Depuis la Rocca Maggiore, la basilique de San Francesco paraît petite, tout en bas de la ville. C'est un détail qui explique Assise mieux que bien des livres : la forteresse est en haut parce qu'elle était le poing de l'empereur sur la cité, et là, selon les sources, Frédéric II de Souabe passa sa petite enfance, porté enfant sur le mont Subasio. En 1198 les habitants d'Assise se soulevèrent, chassèrent le légat impérial avec l'enfant et démolirent la forteresse à coups de pioche. Cette année-là, un garçon de seize ans de la ville, fils d'un marchand de draps, s'appelait encore Francesco di Pietro di Bernardone.
À voir
La forteresse que l'on visite aujourd'hui n'est pas celle de 1173, la première dont on ait trace : c'est la reconstruction voulue en 1356 par le cardinal Egidio Albornoz, envoyé d'Avignon pour remettre en ordre les places fortes de l'État pontifical. Les murs de pierre rose du Subasio forment un trapèze avec une tour à chaque angle, et au centre s'élève le donjon, qui commande d'un côté toute la vallée du Tescio et de l'autre la plaine ombrienne, jusqu'à Pérouse.

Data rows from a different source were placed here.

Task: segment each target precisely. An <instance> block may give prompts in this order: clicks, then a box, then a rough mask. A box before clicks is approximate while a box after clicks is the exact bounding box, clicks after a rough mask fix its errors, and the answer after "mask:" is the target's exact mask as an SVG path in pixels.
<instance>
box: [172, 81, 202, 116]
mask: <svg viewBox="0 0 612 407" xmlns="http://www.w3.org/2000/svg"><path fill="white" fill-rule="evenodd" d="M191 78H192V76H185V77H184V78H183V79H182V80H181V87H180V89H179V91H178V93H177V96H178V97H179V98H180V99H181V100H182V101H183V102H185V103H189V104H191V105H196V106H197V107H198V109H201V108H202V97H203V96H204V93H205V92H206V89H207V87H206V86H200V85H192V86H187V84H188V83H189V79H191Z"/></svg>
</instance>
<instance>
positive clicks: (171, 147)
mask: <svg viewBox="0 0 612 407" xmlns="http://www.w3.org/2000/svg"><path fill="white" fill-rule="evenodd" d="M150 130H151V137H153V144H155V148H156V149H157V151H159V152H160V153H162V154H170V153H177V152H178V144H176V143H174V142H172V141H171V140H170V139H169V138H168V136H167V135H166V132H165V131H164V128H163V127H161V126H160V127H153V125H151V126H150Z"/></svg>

Le plus beau morceau est le couloir qui mène à la tour polygonale au nord-ouest, bâtie au quinzième siècle par le condottiere Jacopo Piccinino : un boyau long et étroit, couvert, avec des meurtrières à intervalles réguliers et la lumière qui entre en lames. On marche courbé, dans le noir, et l'on débouche au sommet de la tour, la plaine devant soi. Dehors, les murs descendent le long de la crête et accrochent la Rocca Minore à l'autre bout du bourg : tout le système défensif d'un seul regard.
La visite
On monte du centre en un bon quart d'heure de forte pente, par la via di Porta Perlici ou les ruelles au-dessus de la cathédrale San Rufino ; le billet relève du circuit des musées municipaux, les horaires sont saisonniers et réduits en hiver. Une heure. Chaussures fermées : les chemins de ronde sont irréguliers et le couloir est bas. Par mauvais temps certaines tours restent fermées.
Le conseil de la rédaction
Faites le couloir de la tour, même s'il paraît inconfortable, et faites-le sans allumer votre téléphone : les meurtrières suffisent à voir où poser les pieds, et c'est la seule façon de comprendre ce qu'était l'intérieur d'une forteresse. Puis, du haut du donjon, cherchez le toit de la basilique en bas à gauche. Il y a huit cents ans, de ces mêmes créneaux, on surveillait les têtes de ceux qui allaient rendre Assise célèbre dans le monde.